Get yourself moving
Wrap up warm and cure that winter cabin fever with an invigorating walk. Take family, friends and the dog out on an exploration at Montacute, where the village is ringed by National Trust land that is free for anyone to enjoy.
It’s hard not to be drawn out into the parkland by the sweeping ornamental avenue of lime trees, which marks the original approach to the house.
There are acres of parkland to explore, including Mill Copse where Welhams Brook flows; see if you can find the remains of a water mill and plunge pool in the wooded area bordering the stream. The water is now managed, with the help of ‘leaky dams’, riffles and backwaters, to flow slowly and so help prevent flooding – it also helps create a habitat for aquatic flora and fauna.
In the parkland look out for veteran trees, including oaks and sweet chestnuts that were already old when Montacute House was built; you may spot a Little owl ruffling its feathers against the cold. For the young and the young at heart, seek out the tree swings in the parkland – there’s nothing like a swing to create rosy cheeks.
Some of the best views of the village of Montacute are from Ladies’ Walk, a delightful path that runs up though the beech woods that circle the village. You’ll spot the first promise of spring with bulbs starting to poke through (make a note to come back in a couple of months when the wood anemones flower, followed by English bluebells) and catkins dancing in the slightest breeze.
There’s a circular walk that leads you back down through the village past the mediaeval Abbey Gatehouse, dovecote and fishpond – look back to spot the Gothic arch marking the spring and wellhead. Ask at reception for a walking trail map.
St Michael's Hill
Montacute village got its name from this hill, originally called ‘Mons Acutus’ (which means ‘sharp hill’ in Latin).
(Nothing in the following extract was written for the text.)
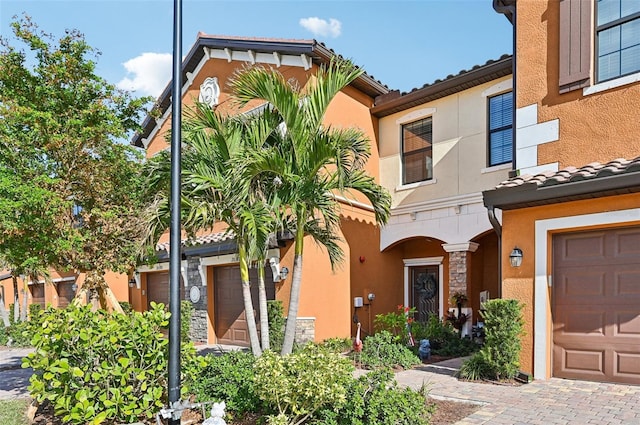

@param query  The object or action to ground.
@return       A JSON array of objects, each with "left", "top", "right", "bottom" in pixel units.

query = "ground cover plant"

The Normans built a motte-and-bailey castle on top, with a chapel dedicated to St Michael; all that now remains are the footings, on which the Phelips family built a tower in the 18th century, but the name lingers on.
Circling round the south-eastern side along Hedge Cock Lane, you’ll be walking along a probable Iron Age ditch, that may also be a Roman boundary. Pause to admire the work of the National Trust’s volunteer dry stone wallers – it’s a job for those with patience, but their work will be there for many years to come!
It’s a steep pull to the summit but the reward is magnificent views in all directions across Somerset.